В карауле стояли несчастные финляндцы, и, когда успели привести всё в известность, оказалось 10 человек убитых и 47 раненых. Сейчас же вытребованы были роты первого батал (ьона) Преображенских, которые вступили в караул и сменили остатки несчастного финляндского караула, которых осталось невредимыми 19 человек из 72 нижних чинов. Описать нельзя и слов не найдёшь выразить весь ужас этого вечера и этого гнуснейшего и неслыханного преступления. Взрыв был устроен в комнатах под караульной в подвальном этаже, где жили столяры. Что происходило в Зимнем дв (орце), это себе представить нельзя, что съехалось народу со всех сторон. Провели вечер у Папа, в комнатах Мари. Мама, Слава Богу, ничего не слышала и ничего не знала, так она крепко спала во время взрыва.
В 1/2 12 вернулись с Минни домой и долго не могли заснуть, так нагружены были все нервы и такое страшное чувство овладело всеми нами. Господи, благодарим Тебя за новую Твою милость и чудо, но дай нам средства и вразуми нас, как действовать! Что нам делать!» (390, 1995, т. VI, с. 350). О полном смятении в обществе свидетельствует и запись великого князя Константина Константиновича в своём дневнике 7 февраля: «Мы переживаем время террора с той только разницей, что парижане в революции видели своих врагов в глаза, а мы их не только не видим и не знаем, но даже не имеем ни малейшего понятия о их численности… всеобщая паника» (41, ф. 253, д. 16, л. 101).

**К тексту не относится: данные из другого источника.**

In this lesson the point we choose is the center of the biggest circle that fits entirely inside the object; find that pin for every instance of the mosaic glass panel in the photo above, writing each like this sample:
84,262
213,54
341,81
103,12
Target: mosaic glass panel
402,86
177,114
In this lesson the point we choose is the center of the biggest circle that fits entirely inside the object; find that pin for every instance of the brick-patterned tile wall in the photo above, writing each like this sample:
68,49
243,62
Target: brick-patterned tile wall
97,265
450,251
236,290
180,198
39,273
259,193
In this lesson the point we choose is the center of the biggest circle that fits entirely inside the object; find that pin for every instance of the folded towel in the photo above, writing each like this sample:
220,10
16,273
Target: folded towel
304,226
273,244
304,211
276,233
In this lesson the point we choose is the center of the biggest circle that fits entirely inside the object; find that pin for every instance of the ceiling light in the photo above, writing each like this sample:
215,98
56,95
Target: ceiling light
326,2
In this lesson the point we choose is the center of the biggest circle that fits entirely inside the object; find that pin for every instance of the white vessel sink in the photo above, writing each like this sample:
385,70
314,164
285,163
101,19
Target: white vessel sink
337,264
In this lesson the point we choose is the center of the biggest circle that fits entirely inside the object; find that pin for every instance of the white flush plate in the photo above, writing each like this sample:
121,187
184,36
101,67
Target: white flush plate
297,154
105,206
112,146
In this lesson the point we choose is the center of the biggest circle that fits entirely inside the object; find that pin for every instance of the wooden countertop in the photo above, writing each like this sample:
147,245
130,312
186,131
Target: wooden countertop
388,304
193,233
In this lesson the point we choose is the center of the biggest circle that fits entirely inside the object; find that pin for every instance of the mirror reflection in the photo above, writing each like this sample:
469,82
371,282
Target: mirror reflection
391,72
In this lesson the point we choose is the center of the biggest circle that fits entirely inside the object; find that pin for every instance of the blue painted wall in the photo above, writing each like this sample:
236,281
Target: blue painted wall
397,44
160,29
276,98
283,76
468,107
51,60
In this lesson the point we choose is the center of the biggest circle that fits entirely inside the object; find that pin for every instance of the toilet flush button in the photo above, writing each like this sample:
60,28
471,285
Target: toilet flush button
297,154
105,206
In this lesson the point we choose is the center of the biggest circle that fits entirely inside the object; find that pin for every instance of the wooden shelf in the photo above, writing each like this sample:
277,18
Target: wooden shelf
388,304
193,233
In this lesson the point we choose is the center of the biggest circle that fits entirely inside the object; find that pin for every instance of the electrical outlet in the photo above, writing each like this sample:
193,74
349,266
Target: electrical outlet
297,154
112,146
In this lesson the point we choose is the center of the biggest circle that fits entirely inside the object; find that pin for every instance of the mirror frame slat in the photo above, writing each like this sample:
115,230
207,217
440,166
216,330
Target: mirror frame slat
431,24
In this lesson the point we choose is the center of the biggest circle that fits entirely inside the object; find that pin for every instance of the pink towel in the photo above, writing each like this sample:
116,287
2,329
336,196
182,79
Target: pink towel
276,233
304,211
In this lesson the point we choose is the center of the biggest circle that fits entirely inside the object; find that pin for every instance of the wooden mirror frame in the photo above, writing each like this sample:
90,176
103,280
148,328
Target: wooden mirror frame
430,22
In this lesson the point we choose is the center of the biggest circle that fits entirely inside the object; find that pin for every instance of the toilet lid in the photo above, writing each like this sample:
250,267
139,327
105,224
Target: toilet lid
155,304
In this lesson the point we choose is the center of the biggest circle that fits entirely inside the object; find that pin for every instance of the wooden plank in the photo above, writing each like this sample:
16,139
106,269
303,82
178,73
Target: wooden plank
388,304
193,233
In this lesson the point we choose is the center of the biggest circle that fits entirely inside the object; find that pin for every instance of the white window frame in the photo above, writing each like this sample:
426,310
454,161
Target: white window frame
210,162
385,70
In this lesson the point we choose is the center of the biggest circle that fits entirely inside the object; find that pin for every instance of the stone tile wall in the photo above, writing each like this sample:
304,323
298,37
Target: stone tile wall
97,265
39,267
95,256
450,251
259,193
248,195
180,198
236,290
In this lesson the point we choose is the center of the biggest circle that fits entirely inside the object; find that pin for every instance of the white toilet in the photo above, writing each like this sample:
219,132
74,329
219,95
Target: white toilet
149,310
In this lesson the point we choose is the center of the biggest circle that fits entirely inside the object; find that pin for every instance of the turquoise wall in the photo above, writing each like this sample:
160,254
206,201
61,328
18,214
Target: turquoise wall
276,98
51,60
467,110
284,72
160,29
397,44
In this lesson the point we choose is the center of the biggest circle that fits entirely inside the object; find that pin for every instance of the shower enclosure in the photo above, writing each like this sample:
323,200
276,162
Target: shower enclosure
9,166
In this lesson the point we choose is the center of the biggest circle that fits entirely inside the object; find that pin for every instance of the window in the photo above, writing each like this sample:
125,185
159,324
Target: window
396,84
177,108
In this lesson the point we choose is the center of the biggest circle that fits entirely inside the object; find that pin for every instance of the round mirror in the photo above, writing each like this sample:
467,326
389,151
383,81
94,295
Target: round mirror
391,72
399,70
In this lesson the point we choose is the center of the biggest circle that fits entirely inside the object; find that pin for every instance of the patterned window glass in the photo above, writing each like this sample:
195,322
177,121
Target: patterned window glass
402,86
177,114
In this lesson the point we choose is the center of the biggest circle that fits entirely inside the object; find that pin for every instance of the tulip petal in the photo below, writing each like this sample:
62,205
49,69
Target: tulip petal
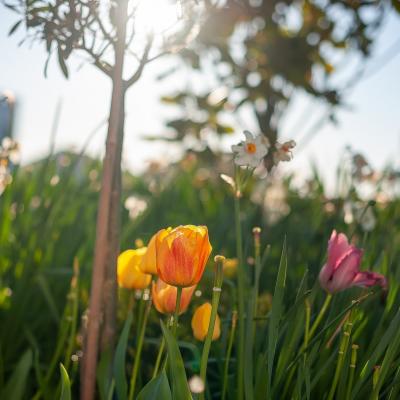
346,270
338,245
368,278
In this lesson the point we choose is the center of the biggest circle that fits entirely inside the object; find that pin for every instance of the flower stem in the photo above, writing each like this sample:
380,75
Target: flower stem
320,315
139,350
341,357
307,327
228,354
159,356
353,364
240,283
219,261
177,307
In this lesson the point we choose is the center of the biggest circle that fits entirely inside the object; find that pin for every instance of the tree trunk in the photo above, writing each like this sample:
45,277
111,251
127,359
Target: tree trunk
102,306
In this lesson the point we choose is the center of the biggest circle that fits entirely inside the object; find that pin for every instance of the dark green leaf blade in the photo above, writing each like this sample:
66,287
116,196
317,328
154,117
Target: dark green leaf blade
178,379
157,388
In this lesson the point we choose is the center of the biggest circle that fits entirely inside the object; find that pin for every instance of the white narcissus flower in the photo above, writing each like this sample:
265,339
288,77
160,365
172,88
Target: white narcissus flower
250,152
284,151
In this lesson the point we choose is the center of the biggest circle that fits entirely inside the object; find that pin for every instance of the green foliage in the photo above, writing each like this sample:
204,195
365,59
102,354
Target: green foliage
48,295
65,384
16,385
177,374
121,384
157,388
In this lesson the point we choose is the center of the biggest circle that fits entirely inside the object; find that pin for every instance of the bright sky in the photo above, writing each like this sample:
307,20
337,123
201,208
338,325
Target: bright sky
371,123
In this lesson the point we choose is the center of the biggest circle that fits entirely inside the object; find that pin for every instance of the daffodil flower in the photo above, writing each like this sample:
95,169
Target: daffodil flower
284,151
250,152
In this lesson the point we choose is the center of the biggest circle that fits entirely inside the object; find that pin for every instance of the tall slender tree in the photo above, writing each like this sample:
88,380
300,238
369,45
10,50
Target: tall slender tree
107,32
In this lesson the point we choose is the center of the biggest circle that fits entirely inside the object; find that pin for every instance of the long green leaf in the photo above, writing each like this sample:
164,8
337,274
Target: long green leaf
276,313
373,359
178,379
157,388
65,384
121,384
16,385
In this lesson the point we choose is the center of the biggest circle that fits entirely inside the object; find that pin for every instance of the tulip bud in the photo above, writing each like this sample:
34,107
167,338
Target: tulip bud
128,273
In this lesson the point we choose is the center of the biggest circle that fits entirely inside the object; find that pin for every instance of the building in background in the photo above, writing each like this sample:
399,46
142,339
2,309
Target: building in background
7,108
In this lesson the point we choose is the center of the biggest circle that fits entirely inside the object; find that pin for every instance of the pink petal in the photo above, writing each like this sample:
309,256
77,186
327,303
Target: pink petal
347,268
368,278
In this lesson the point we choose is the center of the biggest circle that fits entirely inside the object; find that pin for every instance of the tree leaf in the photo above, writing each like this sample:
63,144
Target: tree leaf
14,27
61,62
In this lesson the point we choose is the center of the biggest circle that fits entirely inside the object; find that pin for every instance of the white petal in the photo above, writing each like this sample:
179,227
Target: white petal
237,147
249,136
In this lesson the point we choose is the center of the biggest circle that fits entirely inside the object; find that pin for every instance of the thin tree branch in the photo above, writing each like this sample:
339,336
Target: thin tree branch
144,60
101,65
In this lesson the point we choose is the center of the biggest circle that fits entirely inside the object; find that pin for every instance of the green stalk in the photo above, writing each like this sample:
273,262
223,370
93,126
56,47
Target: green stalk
139,350
228,354
257,270
375,380
353,363
341,357
320,315
177,307
159,355
307,327
240,283
218,277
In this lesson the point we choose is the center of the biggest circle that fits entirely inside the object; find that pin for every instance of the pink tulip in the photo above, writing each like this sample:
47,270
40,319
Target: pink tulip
342,269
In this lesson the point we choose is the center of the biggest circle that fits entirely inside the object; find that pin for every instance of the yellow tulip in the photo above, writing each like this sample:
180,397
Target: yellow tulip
128,273
148,264
201,321
230,267
164,297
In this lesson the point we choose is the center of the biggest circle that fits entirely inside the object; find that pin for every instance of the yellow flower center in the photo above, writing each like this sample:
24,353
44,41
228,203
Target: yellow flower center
251,148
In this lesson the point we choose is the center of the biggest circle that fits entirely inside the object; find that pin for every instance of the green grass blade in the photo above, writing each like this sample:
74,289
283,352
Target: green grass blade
392,330
16,385
65,384
276,313
157,388
180,387
121,384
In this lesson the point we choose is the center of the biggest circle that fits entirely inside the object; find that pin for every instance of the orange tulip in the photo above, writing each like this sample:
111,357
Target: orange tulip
164,297
128,273
148,264
182,254
201,321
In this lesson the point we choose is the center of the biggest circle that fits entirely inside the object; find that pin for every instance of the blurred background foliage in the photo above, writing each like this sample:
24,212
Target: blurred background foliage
253,55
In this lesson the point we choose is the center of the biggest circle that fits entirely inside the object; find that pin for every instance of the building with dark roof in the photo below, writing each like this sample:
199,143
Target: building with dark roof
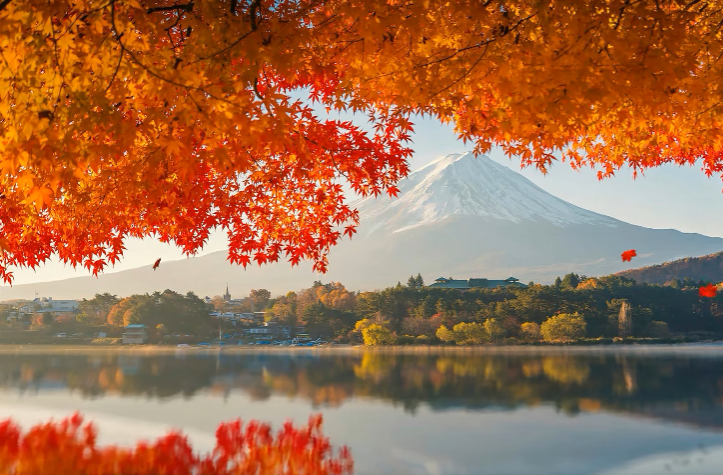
477,283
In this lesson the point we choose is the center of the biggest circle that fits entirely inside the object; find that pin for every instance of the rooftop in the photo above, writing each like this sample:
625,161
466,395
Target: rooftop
483,283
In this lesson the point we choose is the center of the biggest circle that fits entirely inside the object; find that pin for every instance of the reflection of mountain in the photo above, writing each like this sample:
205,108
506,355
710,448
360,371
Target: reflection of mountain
684,389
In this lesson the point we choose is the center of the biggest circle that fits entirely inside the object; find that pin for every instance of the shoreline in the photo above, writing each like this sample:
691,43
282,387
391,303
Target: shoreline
691,348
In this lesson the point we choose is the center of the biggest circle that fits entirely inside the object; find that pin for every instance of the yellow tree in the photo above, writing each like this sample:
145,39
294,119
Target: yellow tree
123,118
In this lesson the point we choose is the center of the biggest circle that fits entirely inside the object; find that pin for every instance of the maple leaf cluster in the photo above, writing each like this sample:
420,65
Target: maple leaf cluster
165,119
69,446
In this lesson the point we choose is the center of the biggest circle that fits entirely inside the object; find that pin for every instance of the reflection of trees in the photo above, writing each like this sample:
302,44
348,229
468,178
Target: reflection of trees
572,383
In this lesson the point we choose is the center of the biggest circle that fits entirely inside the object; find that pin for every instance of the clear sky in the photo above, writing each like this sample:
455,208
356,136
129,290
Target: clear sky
681,198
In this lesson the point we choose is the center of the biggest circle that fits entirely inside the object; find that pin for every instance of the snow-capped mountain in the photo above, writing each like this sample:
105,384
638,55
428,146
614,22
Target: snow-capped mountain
461,184
460,216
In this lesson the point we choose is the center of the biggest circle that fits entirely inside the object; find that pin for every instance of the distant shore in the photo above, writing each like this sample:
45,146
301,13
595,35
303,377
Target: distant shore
703,347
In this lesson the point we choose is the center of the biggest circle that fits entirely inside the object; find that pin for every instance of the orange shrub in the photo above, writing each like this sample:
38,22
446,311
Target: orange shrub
68,447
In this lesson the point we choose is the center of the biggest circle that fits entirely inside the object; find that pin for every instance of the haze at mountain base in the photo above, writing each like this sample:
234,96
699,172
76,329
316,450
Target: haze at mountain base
459,216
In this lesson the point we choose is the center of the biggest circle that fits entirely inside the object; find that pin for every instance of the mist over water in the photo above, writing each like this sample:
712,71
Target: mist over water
578,412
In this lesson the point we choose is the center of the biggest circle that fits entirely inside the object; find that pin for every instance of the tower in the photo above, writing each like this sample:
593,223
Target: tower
625,322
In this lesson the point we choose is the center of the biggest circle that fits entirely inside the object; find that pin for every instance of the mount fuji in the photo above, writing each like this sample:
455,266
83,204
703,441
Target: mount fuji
459,216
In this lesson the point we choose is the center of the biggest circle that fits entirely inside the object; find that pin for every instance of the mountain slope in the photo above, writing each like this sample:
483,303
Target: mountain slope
708,267
460,216
461,184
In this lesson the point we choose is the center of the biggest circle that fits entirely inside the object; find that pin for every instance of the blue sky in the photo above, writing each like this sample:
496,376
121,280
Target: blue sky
681,198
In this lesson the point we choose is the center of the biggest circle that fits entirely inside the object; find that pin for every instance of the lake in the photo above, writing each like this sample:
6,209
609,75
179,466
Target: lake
597,412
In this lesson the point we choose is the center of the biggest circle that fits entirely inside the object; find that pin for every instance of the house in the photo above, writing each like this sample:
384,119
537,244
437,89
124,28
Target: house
135,334
477,283
270,330
49,305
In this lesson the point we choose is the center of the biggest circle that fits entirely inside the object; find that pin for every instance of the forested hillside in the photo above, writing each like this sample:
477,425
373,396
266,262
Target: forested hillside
706,268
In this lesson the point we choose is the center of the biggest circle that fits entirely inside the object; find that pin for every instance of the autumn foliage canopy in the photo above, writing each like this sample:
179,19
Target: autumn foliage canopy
69,447
123,118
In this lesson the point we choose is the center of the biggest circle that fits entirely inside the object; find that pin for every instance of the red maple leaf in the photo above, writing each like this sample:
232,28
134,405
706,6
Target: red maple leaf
708,291
628,255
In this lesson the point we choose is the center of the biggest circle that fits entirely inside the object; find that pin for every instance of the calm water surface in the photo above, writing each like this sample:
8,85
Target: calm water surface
556,413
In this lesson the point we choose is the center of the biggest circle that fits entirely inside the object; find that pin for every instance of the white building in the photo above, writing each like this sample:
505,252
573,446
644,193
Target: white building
48,304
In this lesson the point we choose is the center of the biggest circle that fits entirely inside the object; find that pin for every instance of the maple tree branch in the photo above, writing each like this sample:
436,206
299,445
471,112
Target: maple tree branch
185,8
120,43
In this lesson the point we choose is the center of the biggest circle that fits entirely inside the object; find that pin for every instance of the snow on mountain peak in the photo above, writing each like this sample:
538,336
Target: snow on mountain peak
462,184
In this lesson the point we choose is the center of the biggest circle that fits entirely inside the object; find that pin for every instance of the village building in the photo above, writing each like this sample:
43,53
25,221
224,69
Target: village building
135,334
477,283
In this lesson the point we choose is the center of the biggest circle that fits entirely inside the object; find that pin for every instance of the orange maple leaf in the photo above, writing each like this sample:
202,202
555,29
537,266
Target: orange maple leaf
708,291
628,255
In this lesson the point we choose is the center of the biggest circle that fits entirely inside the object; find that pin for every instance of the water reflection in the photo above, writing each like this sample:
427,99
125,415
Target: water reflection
683,388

3. ДИКТАТУРА ЛОРИС-МЕЛИКОВА
Взрыв в Зимнем дворце вызвал у первых лиц империи необходимость введения оперативных мер против революционного экстремизма. Уже 7 февраля царь обсуждал этот вопрос со своим сыном Александром Александровичем. «Утро всё провёл у Папа, много толковали о мерах, — пометил в дневнике цесаревич, — которые нужно же, наконец, принять самые решительные и необыкновенные, но сегодня не пришли ещё к разумному. Следствие идёт своим порядком, и кое-что открывается интересного и полезного. Завтракали у Папа, а потом ездили с ним в Казанский собор и оттуда в Конюшенный госпиталь осмотреть раненых, которых осталось 14 человек, а остальные отправлены в полковой госпиталь. Потом поехали в госпиталь Финляндского полка, в котором застали конец панихиды в церкви по 10 убитым взрывом. Было всё начальство, все офицеры и почти половина полка. Грустно и тяжело было видеть эти 10 гробов несчастных солдат, таким страшным образом покончивших жизнь! Потом обошли всех раненых, большею частью все хорошо идут, и надо надеяться, что они поправятся» (413, 351, 352).